He hablado de Ana Mari y del poder del cine. He hecho bien. Era guapa, muy guapa. Y alegre. Y al tiempo seria, sensata, responsable. Sus amigas también eran muy guapas —quizás más, no podría precisarlo—, pero, en un hipotético concurso de belleza, nosotras (orgullo de hermanas) le hubiéramos dado a ella el primer premio. La veíamos en technicolor. Eso es lo que ocurría. Y a veces creíamos reconocerla en el cine. En actrices jóvenes de películas extranjeras. Jugando al tenis, a los bolos, bailando el boogie-boogie, nadando en piscinas de riñón o haciendo excursiones en bicicleta. La veo aún pintándose los labios en el tocador de su cuarto. Y a Pilar y a mí, reflejadas en el espejo, siguiendo arrobadas los lentos movimientos del lápiz con la boca tontamente entreabierta. Casi siempre terminábamos por ponerla nerviosa y nos echaba sin contemplaciones. Tenía carácter. A menudo temible. No estaba de acuerdo con la educación que nos impartían. La encontraba rígida, anacrónica, contradictoria. Pero cuando ella, por algún viaje de mis padres, se hacía con el mando de la casa, pronto, sin excepción, deseábamos que acabase la suplencia. Nos encontraba salvajes y, seguramente, lo éramos. Pilar se encaramaba a los árboles «como un golfillo» y, lo que era peor, no veía el momento de bajar. Se encontraba bien allí. En su elemento. Me gustaría decir que yo hacía lo mismo, pero nunca poseí esa habilidad envidiable. En todo caso sí participaba de aquel asilvestramiento que Ana Mari —sólo mi padre la llamaba Ana María— pretendía corregir a su manera. Ahora, con los años, lo entiendo todo. Sus intentos desesperados por civilizarnos; también nuestra rebeldía, consecuencia directa de lo que tanto criticaba. Aquella educación rígida, ilógica, imprevisible. «No importa que las demás vayan. Vosotras no…» Y Ana Mari no podía ignorar —es más, debía de saberlo demasiado bien— que a menudo el autoritarismo o la arbitrariedad sólo consiguen el efecto contrario al pretendido. Aprender a saltarse las prohibiciones, respetar, en apariencia, las áreas de los adultos, para, en las tuyas, libres de incómodas presencias, hacer literalmente lo que te dé la gana.

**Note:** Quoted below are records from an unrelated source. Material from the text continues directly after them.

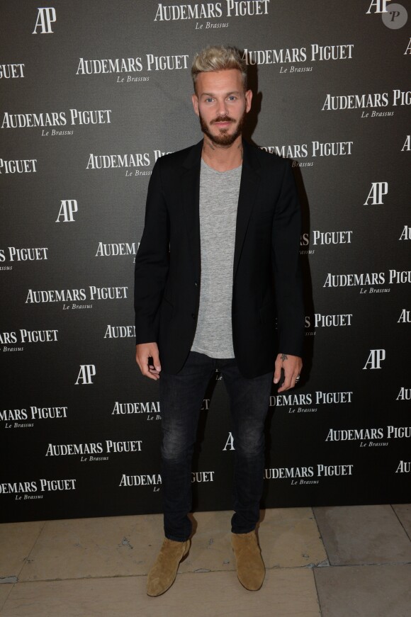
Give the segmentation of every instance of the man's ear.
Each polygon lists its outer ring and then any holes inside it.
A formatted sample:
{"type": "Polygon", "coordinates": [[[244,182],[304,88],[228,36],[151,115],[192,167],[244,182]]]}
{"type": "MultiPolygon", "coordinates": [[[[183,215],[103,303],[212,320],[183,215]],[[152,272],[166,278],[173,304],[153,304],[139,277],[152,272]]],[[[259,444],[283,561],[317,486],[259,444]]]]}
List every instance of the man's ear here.
{"type": "Polygon", "coordinates": [[[198,111],[198,97],[194,93],[191,94],[191,101],[193,102],[193,107],[194,108],[194,112],[197,114],[197,115],[200,115],[200,113],[198,111]]]}
{"type": "Polygon", "coordinates": [[[252,91],[247,90],[247,92],[245,93],[245,111],[246,111],[246,113],[248,113],[248,112],[251,109],[252,98],[252,91]]]}

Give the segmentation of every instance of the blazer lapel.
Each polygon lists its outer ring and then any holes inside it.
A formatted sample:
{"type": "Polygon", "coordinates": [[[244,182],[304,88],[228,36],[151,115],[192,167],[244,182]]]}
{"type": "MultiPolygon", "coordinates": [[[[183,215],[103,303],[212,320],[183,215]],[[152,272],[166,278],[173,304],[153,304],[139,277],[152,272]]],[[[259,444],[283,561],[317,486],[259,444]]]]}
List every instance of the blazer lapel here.
{"type": "Polygon", "coordinates": [[[201,273],[200,249],[200,165],[203,140],[196,144],[190,150],[183,164],[183,173],[180,178],[181,203],[188,235],[188,244],[191,252],[197,281],[201,273]]]}
{"type": "Polygon", "coordinates": [[[234,249],[233,281],[235,278],[238,262],[241,256],[242,245],[248,227],[248,222],[260,181],[257,170],[259,167],[257,157],[253,156],[252,147],[243,140],[243,161],[237,210],[237,225],[235,229],[235,244],[234,249]]]}

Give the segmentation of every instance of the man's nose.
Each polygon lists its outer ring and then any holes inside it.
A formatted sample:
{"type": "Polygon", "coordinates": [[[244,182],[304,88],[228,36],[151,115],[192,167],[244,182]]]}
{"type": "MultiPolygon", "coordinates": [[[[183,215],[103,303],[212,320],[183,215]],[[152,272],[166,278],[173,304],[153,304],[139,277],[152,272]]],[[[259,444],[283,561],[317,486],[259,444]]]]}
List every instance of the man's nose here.
{"type": "Polygon", "coordinates": [[[227,115],[227,103],[224,98],[223,101],[218,101],[218,115],[227,115]]]}

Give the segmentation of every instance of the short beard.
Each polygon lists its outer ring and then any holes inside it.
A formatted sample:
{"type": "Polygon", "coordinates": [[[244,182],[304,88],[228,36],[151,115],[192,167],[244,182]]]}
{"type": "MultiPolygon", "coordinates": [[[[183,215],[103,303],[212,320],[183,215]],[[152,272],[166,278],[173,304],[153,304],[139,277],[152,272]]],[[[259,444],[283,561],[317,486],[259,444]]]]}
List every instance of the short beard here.
{"type": "MultiPolygon", "coordinates": [[[[237,121],[237,128],[232,135],[227,134],[227,132],[228,130],[228,129],[227,128],[219,130],[220,135],[213,135],[208,128],[208,125],[206,123],[201,114],[199,114],[200,125],[201,126],[201,130],[203,131],[204,135],[207,135],[207,137],[213,142],[213,144],[215,144],[215,145],[217,146],[228,147],[233,144],[236,139],[242,134],[242,129],[245,123],[246,116],[247,112],[244,111],[240,120],[237,121]]],[[[218,120],[221,121],[225,120],[232,121],[232,118],[230,118],[228,116],[224,116],[223,118],[215,118],[215,120],[211,121],[211,123],[217,122],[218,120]]]]}

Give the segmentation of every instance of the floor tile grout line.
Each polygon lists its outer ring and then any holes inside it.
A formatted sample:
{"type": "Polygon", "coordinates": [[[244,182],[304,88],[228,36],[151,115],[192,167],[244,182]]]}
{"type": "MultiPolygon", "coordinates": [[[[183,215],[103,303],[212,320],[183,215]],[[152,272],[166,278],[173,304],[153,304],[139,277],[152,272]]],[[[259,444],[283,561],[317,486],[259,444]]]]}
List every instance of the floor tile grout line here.
{"type": "Polygon", "coordinates": [[[17,584],[17,583],[12,583],[11,584],[11,588],[10,589],[9,589],[9,593],[7,594],[6,597],[4,598],[4,601],[2,602],[1,604],[0,604],[0,616],[1,615],[3,608],[4,608],[4,606],[6,605],[6,602],[9,599],[9,596],[10,596],[10,594],[11,593],[11,591],[13,591],[13,589],[14,589],[14,587],[16,584],[17,584]]]}
{"type": "Polygon", "coordinates": [[[313,512],[313,516],[314,516],[314,520],[315,521],[315,524],[317,525],[317,528],[318,530],[319,537],[320,537],[320,539],[321,540],[321,543],[322,544],[322,546],[324,547],[324,550],[325,551],[325,555],[327,555],[327,560],[328,561],[328,563],[330,565],[331,564],[330,562],[330,555],[328,554],[328,550],[327,550],[327,546],[325,545],[325,542],[324,541],[324,538],[322,538],[322,533],[321,533],[321,529],[320,528],[318,521],[317,520],[317,516],[315,516],[315,512],[314,511],[314,508],[311,508],[311,511],[313,512]]]}
{"type": "Polygon", "coordinates": [[[23,562],[23,565],[21,566],[21,567],[20,570],[18,570],[18,574],[17,574],[17,582],[18,582],[18,577],[20,577],[20,574],[21,574],[21,572],[22,572],[22,570],[23,570],[23,568],[24,566],[26,565],[26,563],[28,563],[28,560],[30,559],[30,555],[31,555],[31,553],[32,553],[33,551],[34,550],[34,547],[35,546],[35,545],[36,545],[37,543],[38,542],[39,538],[40,538],[40,536],[41,536],[41,534],[43,533],[43,529],[44,529],[44,528],[45,527],[45,525],[46,525],[46,523],[47,523],[47,521],[43,521],[43,525],[42,525],[42,526],[41,526],[41,529],[40,529],[40,531],[38,532],[38,536],[37,536],[37,538],[35,538],[35,540],[34,540],[33,543],[32,544],[31,548],[30,549],[30,550],[29,550],[29,552],[28,552],[28,555],[27,555],[27,557],[25,558],[24,561],[23,562]]]}
{"type": "Polygon", "coordinates": [[[397,519],[398,519],[398,521],[399,521],[399,523],[400,523],[400,525],[401,526],[401,527],[402,528],[402,529],[403,529],[404,531],[405,532],[405,535],[406,535],[407,538],[410,540],[410,541],[411,542],[411,536],[410,536],[410,534],[408,533],[408,532],[407,532],[407,530],[405,529],[404,525],[402,524],[402,521],[401,521],[401,519],[400,519],[400,517],[398,516],[397,512],[396,512],[395,510],[394,509],[394,506],[393,506],[393,504],[390,504],[390,506],[391,506],[391,508],[392,508],[393,511],[394,512],[394,514],[395,515],[395,516],[396,516],[397,519]]]}

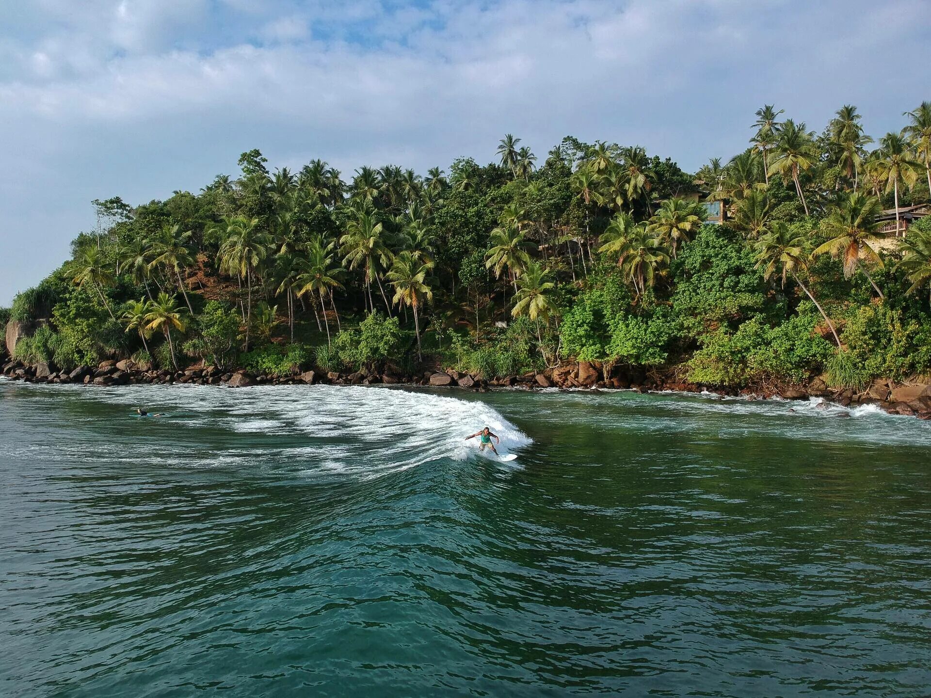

A las autoridades las acatábamos o sorteábamos —no teníamos más remedio—, pero no aceptábamos otras. Y los intentos de nuestra hermana para que comiéramos erguidas, con los hombros hacia atrás, como nurses inglesas, nos parecían ridículos. Sin embargo, tenía poder. Poder sobre nosotras. Que emanaba tal vez de la diferencia de edad o de esa aureola cinematográfica que, a nuestros ojos, no la abandonaba nunca. Ni siquiera por las mañanas, medio dormida aún, con la melena despeinada, envuelta en un batín de satén o de lana, según la época. O enferma de anginas, leyendo novelas en la cama con los hombros cubiertos con una mañanita, prenda en desuso, lo sé, palabra en la que no se detienen muchos diccionarios, pero viva para mí, siempre unida a su memoria. Su dormitorio —privilegio de hermana mayor—, con la alcoba empotrada, adornada de cortinas, nos parecía de cuento. Como también el de Pedro, nuestro hermano —el único de los hijos que nunca estudió en el pueblo—, un auténtico camarote con un ojo de buey desde el que se veía el mar y podías creerte en un barco. Pero así como teníamos acceso al camarote vacío en cuanto alguna de nosotras sucumbía a escarlatinas, varicelas, tos ferina, paperas o cualquier prolongada dolencia de la época de las mañanitas, al cuarto de Ana Mari únicamente podíamos entrar cuando su propietaria nos lo permitía.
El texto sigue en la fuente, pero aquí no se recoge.